Hiawatha Broadband Communications pulls out amidst a range of concerns–
The news just keeps getting worse for the troubled Monticello publicly financed telecom system. Recent news reports and events continue to confirm that Mayor Clint Herbst was right when he admitted “we shouldn’t be in the telecommunications business at all”.
Following up on the heels of FiberNet’s 2011 loss of $2.6 million (in spite of receiving a one-time $1.5 million legal settlement), the city notified bondholders that it needs to renegotiate the terms of $26 million in bonds that were used to construct the telecom network. Soon after notifying bonders of its desire to renegotiate the bonds, the city reported first quarter 2012 results that showed a stagnating customer base and a projected annual loss of $2.1 million in 2012.
On May 25th, the company retained to manage and operate FiberNet gave notice to the city that it’s electing to terminate its $15,000 monthly management contract in 90 days.

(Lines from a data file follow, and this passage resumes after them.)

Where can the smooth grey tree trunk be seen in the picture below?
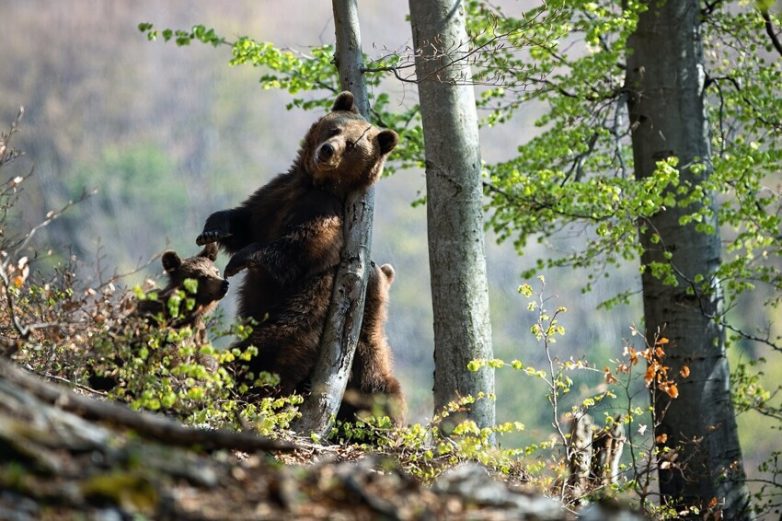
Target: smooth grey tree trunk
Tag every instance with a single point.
(462, 331)
(665, 75)
(343, 326)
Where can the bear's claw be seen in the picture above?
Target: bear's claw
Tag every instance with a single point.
(210, 236)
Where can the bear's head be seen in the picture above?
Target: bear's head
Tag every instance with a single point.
(201, 268)
(342, 151)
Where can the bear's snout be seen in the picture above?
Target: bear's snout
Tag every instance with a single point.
(326, 152)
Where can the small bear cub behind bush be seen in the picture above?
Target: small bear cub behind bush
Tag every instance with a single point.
(167, 306)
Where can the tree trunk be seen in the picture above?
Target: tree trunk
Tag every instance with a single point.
(343, 326)
(462, 331)
(665, 74)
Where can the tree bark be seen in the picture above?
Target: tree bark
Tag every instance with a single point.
(457, 262)
(343, 326)
(665, 74)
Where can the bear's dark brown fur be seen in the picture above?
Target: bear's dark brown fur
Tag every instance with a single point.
(288, 236)
(372, 387)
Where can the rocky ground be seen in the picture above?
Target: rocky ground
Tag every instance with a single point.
(64, 456)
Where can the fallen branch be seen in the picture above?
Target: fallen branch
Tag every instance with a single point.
(145, 424)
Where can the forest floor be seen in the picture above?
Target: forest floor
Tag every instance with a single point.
(65, 456)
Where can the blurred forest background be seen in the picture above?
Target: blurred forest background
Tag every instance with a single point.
(167, 135)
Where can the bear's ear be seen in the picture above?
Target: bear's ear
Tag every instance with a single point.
(389, 272)
(345, 101)
(387, 140)
(209, 251)
(171, 261)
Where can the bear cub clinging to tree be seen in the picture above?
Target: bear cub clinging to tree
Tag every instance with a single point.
(372, 387)
(288, 238)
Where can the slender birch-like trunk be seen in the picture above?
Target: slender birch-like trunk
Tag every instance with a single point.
(665, 75)
(462, 331)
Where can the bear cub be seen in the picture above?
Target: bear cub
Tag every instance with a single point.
(372, 388)
(154, 308)
(211, 288)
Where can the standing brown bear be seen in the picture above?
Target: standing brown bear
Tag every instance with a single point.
(288, 236)
(372, 387)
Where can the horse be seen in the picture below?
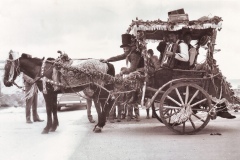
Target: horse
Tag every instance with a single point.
(38, 69)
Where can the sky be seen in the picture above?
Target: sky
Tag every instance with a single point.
(93, 28)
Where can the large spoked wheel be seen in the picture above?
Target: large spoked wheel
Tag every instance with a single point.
(156, 112)
(184, 108)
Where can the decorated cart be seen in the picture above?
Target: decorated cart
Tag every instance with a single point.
(184, 100)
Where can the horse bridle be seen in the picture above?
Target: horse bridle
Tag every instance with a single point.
(12, 71)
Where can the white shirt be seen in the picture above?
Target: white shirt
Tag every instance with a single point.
(183, 55)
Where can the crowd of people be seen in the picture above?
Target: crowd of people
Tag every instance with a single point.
(175, 53)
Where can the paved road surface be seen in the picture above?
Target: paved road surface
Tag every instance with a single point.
(144, 140)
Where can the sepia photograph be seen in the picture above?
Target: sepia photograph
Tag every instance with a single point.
(119, 80)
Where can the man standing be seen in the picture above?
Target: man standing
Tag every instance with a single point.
(133, 55)
(32, 101)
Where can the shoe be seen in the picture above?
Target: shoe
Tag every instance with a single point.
(28, 121)
(90, 118)
(38, 120)
(225, 115)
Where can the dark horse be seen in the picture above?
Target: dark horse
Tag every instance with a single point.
(33, 67)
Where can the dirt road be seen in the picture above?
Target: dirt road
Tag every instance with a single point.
(144, 140)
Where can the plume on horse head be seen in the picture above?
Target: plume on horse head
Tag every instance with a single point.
(10, 70)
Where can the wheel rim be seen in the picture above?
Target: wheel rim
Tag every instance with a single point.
(184, 108)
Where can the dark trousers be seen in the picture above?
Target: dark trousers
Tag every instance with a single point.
(31, 103)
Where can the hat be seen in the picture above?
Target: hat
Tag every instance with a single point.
(126, 40)
(203, 40)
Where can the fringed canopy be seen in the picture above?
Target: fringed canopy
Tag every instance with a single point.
(155, 30)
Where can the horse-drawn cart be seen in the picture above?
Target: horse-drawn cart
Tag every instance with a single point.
(184, 100)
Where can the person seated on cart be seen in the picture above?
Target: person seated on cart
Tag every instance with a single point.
(192, 51)
(161, 47)
(132, 54)
(154, 62)
(176, 53)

“Many matters regarding FNM (FiberNet Monticello) are in flux and in the midst of those changes HBC had concerns about being able to continue to manage the project in accordance with HBC principles,” said Gary Evans, HBC President and CEO. “This seemed a prudent time to end the agreement with FNM and free the city to negotiate with other prospective managers.”
Earlier in the week Monticello City Administrator Jeff O’Neill had told the Blandin on Broadband blog “the system is performing well with FNM staff and HBC getting great reviews from customers…Monticello is fighting the good fight and doing what it can to enhance financial viability through cost cutting and development of new resources.”
FiberNet’s prospective budget cuts were expected to include HBC, though it’s not clear that was a factor in the Winona-based company’s decision to part ways. “HBC understands discussions about refinancing the system and discussions with other potential prospective managers are underway to help assure the continued growth of the network,” Evans said in a news release. HBC also expressed pride in launching FNM and in meeting subscriber projections for the system.
In an interview with the Freedom Foundation of Minnesota, Evans acknowledged reaching out to supporters of the proposed $70 million RS Fiber Network underway in southern Minnesota. “We’re looking forward to working with the people in Renville and Sibley Counties and have informed them of our decision,” Evans said. “We’ve told them if they have questions, we’d be happy to meet with them and discuss it. But we haven’t heard back from them.”
FiberNet officials say the network faces bond payments of $882,668 in June and $943,670 in August.